Abstract

We conducted mating experiments between two laboratory strains of musk shrews (Suncus murinus), the large-sized shrews (BAN strain) originating from Bangladesh and the small-sized animals (NAG strain) from Nagasaki, Japan. In the 16 mating trials between 12 BAN females (mean body weight of 87.9 g) and 11 NAG males (52.3 g), highly aggressive fighting behaviors of the BAN females toward the NAG males were observed. The BAN females stayed in nest boxes in cages, whereas the NAG males kept out during the mating trials. No pregnant females were found in the trials. Their pregnancies were diagnosed by palpation on the day about 16 days after the separation of the pairs. Contrastively, in 6 of the 11 trials between 8 NAG females (34.2 g) and 6 BAN males (145.9 g), the viable and fertile F1 hybrids of 8 females and 8 males were produced. The F1, subsequent F2 and backcross progenies appeared neither external nor behavioral abnormalities.
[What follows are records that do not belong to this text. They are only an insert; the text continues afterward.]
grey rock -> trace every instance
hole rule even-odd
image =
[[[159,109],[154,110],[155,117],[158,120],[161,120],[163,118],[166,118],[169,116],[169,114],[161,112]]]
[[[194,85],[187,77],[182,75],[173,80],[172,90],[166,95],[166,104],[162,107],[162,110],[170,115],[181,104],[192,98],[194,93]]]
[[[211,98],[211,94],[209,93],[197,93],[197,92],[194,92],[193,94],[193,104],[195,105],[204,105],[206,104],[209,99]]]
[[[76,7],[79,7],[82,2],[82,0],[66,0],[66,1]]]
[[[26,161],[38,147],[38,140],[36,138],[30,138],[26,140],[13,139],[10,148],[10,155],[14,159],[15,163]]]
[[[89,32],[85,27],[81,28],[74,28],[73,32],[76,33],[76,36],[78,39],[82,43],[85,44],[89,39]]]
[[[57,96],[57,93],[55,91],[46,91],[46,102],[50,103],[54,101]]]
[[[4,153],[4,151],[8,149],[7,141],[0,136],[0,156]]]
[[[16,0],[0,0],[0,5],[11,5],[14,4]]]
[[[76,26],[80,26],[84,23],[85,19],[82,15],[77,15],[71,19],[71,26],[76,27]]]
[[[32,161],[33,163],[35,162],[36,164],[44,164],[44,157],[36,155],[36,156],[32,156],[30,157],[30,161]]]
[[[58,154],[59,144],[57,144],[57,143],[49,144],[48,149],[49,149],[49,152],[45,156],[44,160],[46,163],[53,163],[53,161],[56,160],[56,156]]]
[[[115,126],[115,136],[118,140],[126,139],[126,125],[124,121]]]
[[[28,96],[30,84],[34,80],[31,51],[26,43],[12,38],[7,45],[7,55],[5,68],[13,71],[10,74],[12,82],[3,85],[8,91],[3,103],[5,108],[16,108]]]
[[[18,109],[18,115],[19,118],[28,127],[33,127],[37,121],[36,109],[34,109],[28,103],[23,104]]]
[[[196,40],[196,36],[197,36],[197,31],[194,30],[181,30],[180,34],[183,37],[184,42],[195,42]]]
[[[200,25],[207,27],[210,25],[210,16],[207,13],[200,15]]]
Various types of crosses using the F1, F2, and the two parental shrews showed that mating success was in a condition that females were nearly as heavy as males, or lighter. Although body weights of musk shrews from different geographical areas were reported to vary from 43.5 to 147.3 g in males and from 26.0 to 82.0 g in females, males in respective localities were constantly about 1.7 times heavier than the corresponding females. These results therefore suggest that body-weight differences between sexes paired greatly affect mating success in the cross between the strains of induced ovulatory shrews.